Würde die Strukturreform damit indirekt auch Veränderungen zugunsten der Versicherten provozieren?

Die Strukturreform sollte für mehr Sicherheit und tiefere Kosten stehen. Die Schweiz ist aber auch ein Land, das sich immer über seine Innovationskraft ausgezeichnet hat. Anbieter in der beruflichen Vorsorge müssen versuchen, neue Angebote zu kreieren. Leider gibt es aber immer noch zu viele Leute im Markt, die an alten Strukturen festhalten.

Woran könnte das liegen?

Das hat wohl damit zu tun, dass die alten Strukturen für sie sehr gut funktioniert haben.

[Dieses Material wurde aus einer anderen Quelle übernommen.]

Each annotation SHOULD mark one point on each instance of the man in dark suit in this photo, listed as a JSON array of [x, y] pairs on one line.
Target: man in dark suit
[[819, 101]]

Würden die Kosten durch eine Strukturbereinigung unter den Pensionskassen bzw. eine Einschränkung des Wettbewerbs nicht auch wieder steigen?

Den Versicherten werden inskünftig sicherlich weniger Vorsorgeeinrichtungen zur Verfügung stehen. Diese wenigen Kassen werden aber in Konkurrenz zueinander gesetzt, gerade auch dadurch, dass sich kleine Sammelstiftungen oder firmeneigene Stiftungen neu orientieren und mehr bieten müssen. Vorsorgeeinrichtungen müssen sich wieder vermehrt auf die Kundenbedürfnisse konzentrieren und versuchen, für denselben Preis einen echten Mehrwert zu bieten.

Was spricht dagegen?

Aus meiner Sicht spricht gar nichts dagegen. Der Anstoss zu mehr Wettbewerb und einer grösseren Angebotspalette muss aber auch vonseiten Arbeitgeber und ihren Angestellten kommen, in dem sie den kosten- wie auch den qualitätsbewussten und innovativen Anbietern Vorrang geben.